# Challenging questions for PE Power



## Raj_NYU (Sep 15, 2015)

Guys Could you please share some of the challenging questions you came across for Power PE exam. It will be very helpful to each one of us.

I have one in attachment below. I have been struggling to understand this but cant get the explanation.

0100_001.pdf


----------



## KatyLied P.E. (Sep 15, 2015)

Just for clarification, are you refererring to questions that are in the various review materials or questions that test takers actually saw on the exam? The second scenario is not permissable. Just wanting to make sure I understand the question.


----------



## knight1fox3 (Sep 15, 2015)

KatyLied P.E. said:


> Just for clarification, are you refererring to questions that are in the various review materials or questions that test takers actually saw on the exam? The second scenario is not permissable. Just wanting to make sure I understand the question.


+100

Not only is it not permissible, it would also violate the NCEES user agreement that each of us acknowledges prior to taking said exam. But let's get some clarification here first before jumping to any conclusions.


----------



## KatyLied P.E. (Sep 15, 2015)

knight1fox3 said:


> KatyLied P.E. said:
> 
> 
> > Just for clarification, are you refererring to questions that are in the various review materials or questions that test takers actually saw on the exam? The second scenario is not permissable.
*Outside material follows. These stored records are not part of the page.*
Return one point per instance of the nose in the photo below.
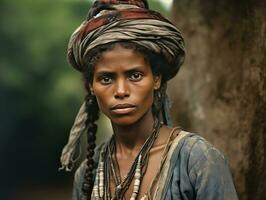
(121, 89)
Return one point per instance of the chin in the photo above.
(124, 120)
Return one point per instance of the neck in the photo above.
(129, 139)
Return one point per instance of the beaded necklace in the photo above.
(108, 168)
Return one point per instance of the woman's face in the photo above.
(123, 84)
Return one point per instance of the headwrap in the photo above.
(111, 21)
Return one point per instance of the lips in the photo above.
(123, 108)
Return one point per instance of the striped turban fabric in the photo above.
(111, 21)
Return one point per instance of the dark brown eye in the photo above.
(105, 80)
(135, 76)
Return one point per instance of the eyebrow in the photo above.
(133, 69)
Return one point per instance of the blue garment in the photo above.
(198, 171)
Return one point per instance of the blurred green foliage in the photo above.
(39, 92)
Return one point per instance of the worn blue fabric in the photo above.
(198, 171)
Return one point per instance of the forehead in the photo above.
(120, 58)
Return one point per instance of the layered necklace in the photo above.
(108, 168)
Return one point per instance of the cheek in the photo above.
(146, 96)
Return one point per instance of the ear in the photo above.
(157, 81)
(91, 89)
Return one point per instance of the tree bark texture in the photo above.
(220, 92)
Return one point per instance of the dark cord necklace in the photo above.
(112, 167)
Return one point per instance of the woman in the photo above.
(127, 53)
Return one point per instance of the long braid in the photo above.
(92, 110)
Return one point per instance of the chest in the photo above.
(149, 173)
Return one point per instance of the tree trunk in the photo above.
(220, 92)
Just wanting to make sure I understand the question.
> ...


Agreed!!


----------



## trainrider (Sep 15, 2015)

If the PE questions were not challenging, then this forum would not exist.


----------



## cupojoe PE PMP (Sep 15, 2015)

trainrider said:


> If the PE questions were not challenging, then this forum would not exist.




Or the PE exam would not exist.


----------



## Kovz (Sep 17, 2015)

Raj_NYU said:


> Guys Could you please share some of the challenging questions you came across for Power PE exam. It will be very helpful to each one of us.
> 
> I have one in attachment below. I have been struggling to understand this but cant get the explanation.




Make sure you understand the difference between motors and generators. For your application, make sure to treat it as a generator.

Here is a helpful topic. I had the same problem back when I was studying for the exam.

http://engineerboards.com/index.php?showtopic=24868#entry7261320


----------



## Raj_NYU (Sep 21, 2015)

The above Question is from a Text book "Electric Machinery" by A.E. Fitzgerald. page 273, sixth edition.

Also can I post sample question from NCEES exam I have some trouble understanding explanation of 2 or 3 question? It is permissible?

Thanks for the help guys. Much appreciated.


----------



## knight1fox3 (Sep 21, 2015)

In case you didn't see this: http://engineerboards.com/index.php?showtopic=4398#entry7295954


----------



## KatyLied P.E. (Sep 21, 2015)

You've saved me once again Mr. Fox. Meant to post on this page. Operator error. Thank you sir.


----------